Wczoraj, na gorąco po publikacji wyników głosowania na urząd wójta gminy Jabłonna, poprosiliśmy o komentarz zarówno wójt Olgę Muniak i Jarosława Chodorskiego.
Olga Muniak:
Bardzo dziękuję wszystkim z Państwa, którzy poparli moją kandydaturę w wyborach Wójta Gminy Jabłonna. Dzięki Państwa zaufaniu, uzyskałam bardzo dobry wynik. Za sprawą 33% poparcia zajęłam pierwsze miejsce spośród kandydatów. Głęboko wierzę, że w drugiej turze ten wynik będzie jeszcze lepszy i postawią Państwo na „energię i doświadczenie”. Zachęcam do wzięcia udziału w II turze głosowania w niedzielę 30 listopada.
Jarosław Chodorski:
Wyniki wyborów to prawdziwe święto wszystkich Mieszkańców, którzy tak jak ja marzą o gminie nowoczesnej i przyjaznej. W naszej kampanii postawiliśmy na pozytywny przekaz, do końca pozostaliśmy wierni naszym ideałom. Nie wróżono nam zbyt dużego sukcesu – mówiono, że w Jabłonnie można tylko wygrać stosują nieczyste zagrywki. Okazało się jednak, że jest inaczej – bardzo dużo osób myśli tak jak my, liczę, że będzie ich jeszcze więcej i wspólnie zmienimy Naszą gminę. Przed nami jeszcze stoi ogrom pracy, ale wiem, że zapoczątkowaliśmy coś dobrego, coś czego nie da się już zatrzymać.

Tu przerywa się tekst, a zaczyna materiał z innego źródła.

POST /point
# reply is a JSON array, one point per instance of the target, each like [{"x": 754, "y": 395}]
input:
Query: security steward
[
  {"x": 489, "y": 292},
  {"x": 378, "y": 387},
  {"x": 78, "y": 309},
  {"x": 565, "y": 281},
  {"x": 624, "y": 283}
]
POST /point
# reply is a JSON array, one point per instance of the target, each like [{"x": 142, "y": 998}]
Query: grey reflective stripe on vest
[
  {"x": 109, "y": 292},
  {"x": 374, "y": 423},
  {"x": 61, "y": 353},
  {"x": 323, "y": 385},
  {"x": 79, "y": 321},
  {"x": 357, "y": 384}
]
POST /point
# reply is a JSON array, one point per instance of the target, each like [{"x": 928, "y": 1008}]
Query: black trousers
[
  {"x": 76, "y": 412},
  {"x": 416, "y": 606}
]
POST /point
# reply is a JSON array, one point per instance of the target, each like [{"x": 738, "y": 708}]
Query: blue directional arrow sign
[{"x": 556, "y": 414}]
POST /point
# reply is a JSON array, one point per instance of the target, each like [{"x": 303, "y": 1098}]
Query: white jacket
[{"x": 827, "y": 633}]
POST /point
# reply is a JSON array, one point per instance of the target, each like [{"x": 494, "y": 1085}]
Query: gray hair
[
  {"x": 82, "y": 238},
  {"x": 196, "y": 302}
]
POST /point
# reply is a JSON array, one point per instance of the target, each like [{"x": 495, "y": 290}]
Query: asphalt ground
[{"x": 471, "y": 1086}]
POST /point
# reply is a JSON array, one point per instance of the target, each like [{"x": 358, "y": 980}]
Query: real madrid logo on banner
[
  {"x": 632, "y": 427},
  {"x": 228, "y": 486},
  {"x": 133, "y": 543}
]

Muszę przyznać, że bardzo się wzruszyłem. Tak samo zareagował mój sztab – ogromna radość. Zdaję sobie jednak sprawę z tego, że wiele osób czuje dziś rozgoryczenie – ich kandydaci nie przeszli do następnego etapu. Chcę jednak zapewnić, że jeżeli zostanę wójtem będzie dla mnie ważny każdy mieszkaniec. Liczę, że ci Wyborcy dadzą mi szanse, uda nam się lepiej poznać i będziemy wspólnie zmieniać Naszą gminę.
Co do poparcia pozostałych kandydatów. Mam nadzieję, że skoro kandydowali mając na uwadze dobro Naszej gminy, to znaczy że chcą aby dokonała się zmiana.
Przez ostatnich kilka tygodni, wraz z członkami mojego komitetu wyborczego, pokonaliśmy pieszo dziesiątki kilometrów chodząc od domu do domu, od mieszkania do mieszkania, od Mieszkańca do Mieszkańca. W naszej kawiarence poznaliśmy wielu ciekawych ludzi, wypiliśmy hektolitry kawy i wylaliśmy trochę łez (oczywiście ze śmiechu). Przeprowadziliśmy kilka ważnych dla naszej społeczności akcji: rozdaliśmy 1400 odblaskowych opasek, 150 kotylionów i tasiemek w barwach narodowych. Najważniejszych rzeczy jednak nie da się policzyć – wszystkie rozmowy, dowody zaufania i gesty wsparcia dały nam ogromną siłę do działania i utwierdziły w słuszności naszych działań. Dlatego dzisiaj pragnę podziękować wszystkim, z którymi w ostatnich tygodniach mieliśmy przyjemność się spotkać. Każda rozmowa, nawet trudna była cenną lekcją.
Teraz bardzo proszę – w niedzielę 30 listopada pójdziecie na wybory byśmy mogli Wspólnie decydować o Naszej Gminie.